Le plan Brochu | L’actualité
Quand Hydro-Québec l’a pressentie une première fois, Sophie Brochu, alors PDG de Gaz Métro (aujourd’hui Énergir), a passé son tour. C’était en 2015 et elle voulait terminer ce qu’elle avait commencé, c’est-à-dire élargir l’horizon de la société gazière pour en faire aussi un producteur d’énergie éolienne et un distributeur d’électricité. Et l’orienter vers la filière du gaz naturel renouvelable produit dans les nouvelles usines de biométhanisation qui poussent comme des champignons au Québec.
Puis, en 2020, elle a dit oui. Après 32 ans dans le domaine des énergies fossiles, Sophie Brochu est devenue, en pleine pandémie, la première femme à diriger la société d’État depuis la création de celle-ci, en 1944. Elle en tient les rênes au moment où le Québec, tout comme l’Ontario et les États-Unis, veut effectuer une importante transition pour décarboniser son économie. Selon le Plan pour une économie verte présenté en novembre 2020, le gouvernement du Québec investira 3,6 milliards de dollars sur cinq ans pour électrifier les transports automobiles et collectifs. La clé de voûte de cet imposant chantier sera la capacité d’Hydro-Québec de répondre à la demande dans la province et ailleurs, notamment avec l’augmentation du nombre de véhicules électriques en circulation ainsi que le développement des marchés des serres et des centres de données, afin que les exportations repartent à la hausse après presque 15 ans de stagnation.
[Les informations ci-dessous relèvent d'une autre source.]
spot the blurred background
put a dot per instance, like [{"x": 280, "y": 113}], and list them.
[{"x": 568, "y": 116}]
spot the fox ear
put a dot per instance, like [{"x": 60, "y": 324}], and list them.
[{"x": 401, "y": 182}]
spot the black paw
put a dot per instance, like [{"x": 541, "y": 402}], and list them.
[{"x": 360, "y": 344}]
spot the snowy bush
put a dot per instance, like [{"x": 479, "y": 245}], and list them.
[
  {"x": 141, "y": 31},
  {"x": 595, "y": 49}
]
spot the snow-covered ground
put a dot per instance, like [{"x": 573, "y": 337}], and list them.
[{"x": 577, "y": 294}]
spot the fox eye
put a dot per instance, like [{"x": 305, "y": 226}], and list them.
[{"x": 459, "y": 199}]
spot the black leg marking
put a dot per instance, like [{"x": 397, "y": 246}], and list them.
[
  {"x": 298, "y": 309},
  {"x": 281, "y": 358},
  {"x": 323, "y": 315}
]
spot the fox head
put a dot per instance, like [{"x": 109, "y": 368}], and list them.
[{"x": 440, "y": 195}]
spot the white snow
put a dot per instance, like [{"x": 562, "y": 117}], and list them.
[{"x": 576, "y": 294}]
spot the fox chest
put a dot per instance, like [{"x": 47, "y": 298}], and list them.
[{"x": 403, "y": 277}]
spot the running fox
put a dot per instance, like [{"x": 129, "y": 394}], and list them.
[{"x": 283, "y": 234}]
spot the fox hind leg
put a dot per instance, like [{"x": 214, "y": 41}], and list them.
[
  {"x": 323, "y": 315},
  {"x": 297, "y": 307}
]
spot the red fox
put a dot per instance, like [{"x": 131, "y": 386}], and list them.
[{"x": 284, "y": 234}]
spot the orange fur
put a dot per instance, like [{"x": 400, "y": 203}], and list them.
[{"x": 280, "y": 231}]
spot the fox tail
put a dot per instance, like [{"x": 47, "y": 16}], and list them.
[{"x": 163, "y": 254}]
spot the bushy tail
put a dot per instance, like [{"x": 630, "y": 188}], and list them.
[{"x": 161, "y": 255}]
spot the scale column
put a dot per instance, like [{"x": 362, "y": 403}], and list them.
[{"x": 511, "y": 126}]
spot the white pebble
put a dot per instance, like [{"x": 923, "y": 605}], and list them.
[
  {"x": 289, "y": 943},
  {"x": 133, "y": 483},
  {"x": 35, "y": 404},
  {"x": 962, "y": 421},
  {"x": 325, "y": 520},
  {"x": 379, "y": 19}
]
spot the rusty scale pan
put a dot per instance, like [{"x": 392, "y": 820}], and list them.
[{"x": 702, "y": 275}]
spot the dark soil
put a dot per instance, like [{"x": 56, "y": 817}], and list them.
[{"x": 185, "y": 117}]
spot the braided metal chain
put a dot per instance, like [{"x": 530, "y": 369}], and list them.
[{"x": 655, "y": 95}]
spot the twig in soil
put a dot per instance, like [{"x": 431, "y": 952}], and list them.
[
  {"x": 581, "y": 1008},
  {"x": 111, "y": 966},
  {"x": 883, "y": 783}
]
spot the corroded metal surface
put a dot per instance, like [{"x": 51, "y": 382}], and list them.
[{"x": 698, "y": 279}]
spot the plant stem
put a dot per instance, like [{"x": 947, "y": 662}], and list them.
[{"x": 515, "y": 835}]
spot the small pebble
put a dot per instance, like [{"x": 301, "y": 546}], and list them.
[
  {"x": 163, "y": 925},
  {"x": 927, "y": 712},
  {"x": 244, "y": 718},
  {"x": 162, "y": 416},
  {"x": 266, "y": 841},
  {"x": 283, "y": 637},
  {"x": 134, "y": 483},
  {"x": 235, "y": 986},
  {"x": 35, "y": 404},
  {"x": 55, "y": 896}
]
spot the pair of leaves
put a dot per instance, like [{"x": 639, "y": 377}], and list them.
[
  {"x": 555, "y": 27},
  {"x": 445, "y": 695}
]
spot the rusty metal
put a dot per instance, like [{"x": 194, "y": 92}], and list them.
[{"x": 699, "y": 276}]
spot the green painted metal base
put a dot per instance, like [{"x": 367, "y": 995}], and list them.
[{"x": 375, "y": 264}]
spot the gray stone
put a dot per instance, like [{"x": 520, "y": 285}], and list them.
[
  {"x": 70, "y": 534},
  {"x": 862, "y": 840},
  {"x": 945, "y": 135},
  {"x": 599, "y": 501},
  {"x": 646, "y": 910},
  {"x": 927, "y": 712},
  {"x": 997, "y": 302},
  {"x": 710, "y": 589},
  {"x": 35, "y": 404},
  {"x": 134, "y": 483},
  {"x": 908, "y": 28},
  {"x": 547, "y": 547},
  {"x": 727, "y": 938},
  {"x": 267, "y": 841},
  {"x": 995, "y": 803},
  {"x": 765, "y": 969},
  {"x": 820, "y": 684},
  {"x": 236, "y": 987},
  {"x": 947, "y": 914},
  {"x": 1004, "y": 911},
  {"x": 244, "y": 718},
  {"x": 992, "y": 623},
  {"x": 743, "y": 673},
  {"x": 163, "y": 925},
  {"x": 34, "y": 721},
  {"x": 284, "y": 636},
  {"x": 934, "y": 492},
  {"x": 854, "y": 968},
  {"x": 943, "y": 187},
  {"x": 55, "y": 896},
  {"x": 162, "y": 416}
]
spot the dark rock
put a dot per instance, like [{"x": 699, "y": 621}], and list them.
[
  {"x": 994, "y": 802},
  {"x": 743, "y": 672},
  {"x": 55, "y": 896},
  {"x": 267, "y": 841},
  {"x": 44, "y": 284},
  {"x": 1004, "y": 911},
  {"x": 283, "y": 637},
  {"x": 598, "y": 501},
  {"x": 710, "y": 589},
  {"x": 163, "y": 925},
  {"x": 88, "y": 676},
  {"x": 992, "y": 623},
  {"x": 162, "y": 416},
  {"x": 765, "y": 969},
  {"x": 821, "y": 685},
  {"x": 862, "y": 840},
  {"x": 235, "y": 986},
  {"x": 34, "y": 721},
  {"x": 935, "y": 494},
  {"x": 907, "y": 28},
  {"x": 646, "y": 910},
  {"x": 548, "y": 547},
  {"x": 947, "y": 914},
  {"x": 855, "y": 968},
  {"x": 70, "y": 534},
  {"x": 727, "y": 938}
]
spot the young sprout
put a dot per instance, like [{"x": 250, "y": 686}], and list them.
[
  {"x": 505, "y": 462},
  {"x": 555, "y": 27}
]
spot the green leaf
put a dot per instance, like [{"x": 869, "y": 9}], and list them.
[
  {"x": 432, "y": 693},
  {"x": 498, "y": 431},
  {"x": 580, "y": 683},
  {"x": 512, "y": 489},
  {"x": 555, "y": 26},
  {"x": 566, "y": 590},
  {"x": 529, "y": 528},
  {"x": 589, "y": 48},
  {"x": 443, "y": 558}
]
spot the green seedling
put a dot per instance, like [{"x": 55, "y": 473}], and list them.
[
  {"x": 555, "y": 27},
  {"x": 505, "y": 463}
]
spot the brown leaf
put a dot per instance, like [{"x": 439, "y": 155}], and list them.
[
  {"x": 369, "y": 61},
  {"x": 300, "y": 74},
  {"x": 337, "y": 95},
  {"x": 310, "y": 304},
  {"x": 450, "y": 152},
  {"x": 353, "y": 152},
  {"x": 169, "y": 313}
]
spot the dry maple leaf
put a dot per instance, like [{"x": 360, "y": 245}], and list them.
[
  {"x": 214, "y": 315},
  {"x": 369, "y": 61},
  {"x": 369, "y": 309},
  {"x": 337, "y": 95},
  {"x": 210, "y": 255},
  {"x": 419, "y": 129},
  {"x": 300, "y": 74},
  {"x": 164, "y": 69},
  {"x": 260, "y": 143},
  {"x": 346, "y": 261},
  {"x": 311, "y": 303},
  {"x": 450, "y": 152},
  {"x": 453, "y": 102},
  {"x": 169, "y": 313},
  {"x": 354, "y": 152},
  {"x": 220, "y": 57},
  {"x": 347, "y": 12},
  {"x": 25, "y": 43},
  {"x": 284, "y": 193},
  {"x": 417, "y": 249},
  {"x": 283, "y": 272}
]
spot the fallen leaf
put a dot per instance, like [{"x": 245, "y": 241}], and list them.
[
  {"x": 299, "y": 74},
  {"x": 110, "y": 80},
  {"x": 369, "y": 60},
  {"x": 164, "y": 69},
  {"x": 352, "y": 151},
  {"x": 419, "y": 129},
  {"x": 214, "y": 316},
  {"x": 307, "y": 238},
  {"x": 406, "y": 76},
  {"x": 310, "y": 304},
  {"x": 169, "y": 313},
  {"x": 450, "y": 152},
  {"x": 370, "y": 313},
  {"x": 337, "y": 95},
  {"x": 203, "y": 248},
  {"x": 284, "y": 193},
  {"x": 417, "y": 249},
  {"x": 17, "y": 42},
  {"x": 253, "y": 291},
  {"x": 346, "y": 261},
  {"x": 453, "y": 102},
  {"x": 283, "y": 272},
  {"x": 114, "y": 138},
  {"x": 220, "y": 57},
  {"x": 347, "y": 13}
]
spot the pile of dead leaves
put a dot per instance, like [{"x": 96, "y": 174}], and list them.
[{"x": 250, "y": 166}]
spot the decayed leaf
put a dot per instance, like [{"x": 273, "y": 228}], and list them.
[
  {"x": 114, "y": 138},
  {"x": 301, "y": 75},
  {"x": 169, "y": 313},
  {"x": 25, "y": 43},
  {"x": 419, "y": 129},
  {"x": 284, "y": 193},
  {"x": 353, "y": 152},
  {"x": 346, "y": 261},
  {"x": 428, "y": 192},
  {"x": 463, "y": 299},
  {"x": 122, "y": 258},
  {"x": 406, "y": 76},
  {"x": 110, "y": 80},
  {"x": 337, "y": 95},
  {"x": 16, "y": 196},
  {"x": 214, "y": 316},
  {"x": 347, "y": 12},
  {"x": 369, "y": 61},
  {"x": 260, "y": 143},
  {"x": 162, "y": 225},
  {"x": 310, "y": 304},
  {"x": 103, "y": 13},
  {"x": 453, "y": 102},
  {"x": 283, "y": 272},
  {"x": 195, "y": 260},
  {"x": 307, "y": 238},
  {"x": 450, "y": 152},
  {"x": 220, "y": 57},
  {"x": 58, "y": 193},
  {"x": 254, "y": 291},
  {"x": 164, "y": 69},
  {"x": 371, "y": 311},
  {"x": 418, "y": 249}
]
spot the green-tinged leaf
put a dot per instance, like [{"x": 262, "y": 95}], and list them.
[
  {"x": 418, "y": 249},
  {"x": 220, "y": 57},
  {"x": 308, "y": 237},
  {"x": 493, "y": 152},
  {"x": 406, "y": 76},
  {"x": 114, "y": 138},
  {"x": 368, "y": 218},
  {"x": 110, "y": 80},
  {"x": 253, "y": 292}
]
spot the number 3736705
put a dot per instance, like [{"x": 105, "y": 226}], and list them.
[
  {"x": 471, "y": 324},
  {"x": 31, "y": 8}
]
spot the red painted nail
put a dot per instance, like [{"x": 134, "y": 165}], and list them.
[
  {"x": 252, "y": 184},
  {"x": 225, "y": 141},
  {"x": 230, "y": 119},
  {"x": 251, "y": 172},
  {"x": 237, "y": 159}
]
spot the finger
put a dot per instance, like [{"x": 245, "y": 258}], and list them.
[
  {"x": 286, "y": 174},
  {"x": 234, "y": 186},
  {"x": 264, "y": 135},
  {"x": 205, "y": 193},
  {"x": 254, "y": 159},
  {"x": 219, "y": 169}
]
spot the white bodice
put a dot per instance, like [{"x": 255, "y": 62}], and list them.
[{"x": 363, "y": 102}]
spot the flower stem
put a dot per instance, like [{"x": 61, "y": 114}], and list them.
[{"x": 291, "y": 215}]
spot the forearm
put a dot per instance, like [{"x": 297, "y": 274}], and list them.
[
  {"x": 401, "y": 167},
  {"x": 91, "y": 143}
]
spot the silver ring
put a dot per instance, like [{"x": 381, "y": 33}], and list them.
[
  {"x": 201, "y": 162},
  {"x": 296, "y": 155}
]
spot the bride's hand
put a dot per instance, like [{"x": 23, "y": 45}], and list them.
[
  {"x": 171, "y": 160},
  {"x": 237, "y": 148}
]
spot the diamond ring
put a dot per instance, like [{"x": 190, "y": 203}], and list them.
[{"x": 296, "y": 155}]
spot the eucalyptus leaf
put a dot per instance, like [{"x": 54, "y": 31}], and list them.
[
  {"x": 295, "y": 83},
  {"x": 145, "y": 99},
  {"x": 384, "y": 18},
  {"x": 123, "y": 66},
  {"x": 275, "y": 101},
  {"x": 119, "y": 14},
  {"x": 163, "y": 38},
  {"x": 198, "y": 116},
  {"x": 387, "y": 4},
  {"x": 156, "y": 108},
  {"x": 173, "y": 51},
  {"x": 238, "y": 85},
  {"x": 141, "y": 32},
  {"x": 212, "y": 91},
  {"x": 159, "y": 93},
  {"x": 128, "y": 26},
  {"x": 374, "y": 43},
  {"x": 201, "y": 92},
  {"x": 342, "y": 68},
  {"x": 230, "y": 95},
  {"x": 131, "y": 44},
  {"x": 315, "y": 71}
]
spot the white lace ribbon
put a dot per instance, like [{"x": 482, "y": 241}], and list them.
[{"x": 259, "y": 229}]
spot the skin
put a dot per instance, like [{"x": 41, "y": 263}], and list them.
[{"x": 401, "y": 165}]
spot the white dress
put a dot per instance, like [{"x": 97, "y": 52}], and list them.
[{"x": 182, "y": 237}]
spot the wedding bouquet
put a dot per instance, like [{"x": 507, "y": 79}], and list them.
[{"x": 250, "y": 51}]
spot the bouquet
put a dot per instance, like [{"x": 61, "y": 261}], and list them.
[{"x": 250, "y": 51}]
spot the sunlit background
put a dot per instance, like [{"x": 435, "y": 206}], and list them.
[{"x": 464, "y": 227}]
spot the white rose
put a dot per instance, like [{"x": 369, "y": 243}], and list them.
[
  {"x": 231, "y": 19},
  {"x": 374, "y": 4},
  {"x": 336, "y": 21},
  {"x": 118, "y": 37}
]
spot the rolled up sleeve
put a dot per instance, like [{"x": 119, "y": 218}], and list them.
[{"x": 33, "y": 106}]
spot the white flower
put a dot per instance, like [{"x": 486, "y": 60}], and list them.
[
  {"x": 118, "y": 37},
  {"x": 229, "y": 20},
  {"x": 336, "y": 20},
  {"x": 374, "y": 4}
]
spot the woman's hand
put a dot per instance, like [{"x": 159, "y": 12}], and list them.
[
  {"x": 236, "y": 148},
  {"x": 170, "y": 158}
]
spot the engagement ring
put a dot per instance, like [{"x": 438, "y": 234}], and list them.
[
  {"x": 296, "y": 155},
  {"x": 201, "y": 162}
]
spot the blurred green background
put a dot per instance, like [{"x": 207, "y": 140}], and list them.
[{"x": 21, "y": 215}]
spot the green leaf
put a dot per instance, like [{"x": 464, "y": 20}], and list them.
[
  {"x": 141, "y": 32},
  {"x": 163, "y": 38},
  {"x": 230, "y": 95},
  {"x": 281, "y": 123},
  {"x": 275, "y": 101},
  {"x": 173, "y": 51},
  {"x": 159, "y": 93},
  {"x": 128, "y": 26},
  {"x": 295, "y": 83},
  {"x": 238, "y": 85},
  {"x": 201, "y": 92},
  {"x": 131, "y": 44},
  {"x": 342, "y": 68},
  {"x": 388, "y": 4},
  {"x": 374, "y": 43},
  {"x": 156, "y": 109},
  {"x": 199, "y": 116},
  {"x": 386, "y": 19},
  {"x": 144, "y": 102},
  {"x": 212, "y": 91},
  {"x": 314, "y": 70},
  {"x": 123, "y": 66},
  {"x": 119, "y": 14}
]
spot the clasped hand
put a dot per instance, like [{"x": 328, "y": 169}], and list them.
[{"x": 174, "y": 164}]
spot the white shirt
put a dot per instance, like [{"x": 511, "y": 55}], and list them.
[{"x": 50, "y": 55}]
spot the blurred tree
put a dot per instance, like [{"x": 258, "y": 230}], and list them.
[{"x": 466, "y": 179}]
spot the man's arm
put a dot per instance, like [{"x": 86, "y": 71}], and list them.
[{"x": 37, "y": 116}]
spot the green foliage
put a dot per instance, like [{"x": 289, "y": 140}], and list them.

Sophie Brochu reprend les grandes lignes du plan stratégique élaboré par son prédécesseur, Éric Martel, concernant la transition énergétique, mais elle délaisse l’ambitieux projet d’acquisition de réseaux de distribution d’électricité à l’étranger. Au cours des prochaines années, Hydro-Québec va se concentrer sur ce que Sophie Brochu appelle le « bouquet » d’options : efficacité énergétique, énergies solaire et éolienne, hydrogène, gaz naturel et, bien sûr, hydroélectricité. Elle reconnaît qu’il n’y a pas pour l’instant de grand projet hydroélectrique dans les cartons. « Notre stratégie, dit-elle, va être d’embrasser l’ensemble des outils à notre disposition et de jouer sur leur complémentarité. »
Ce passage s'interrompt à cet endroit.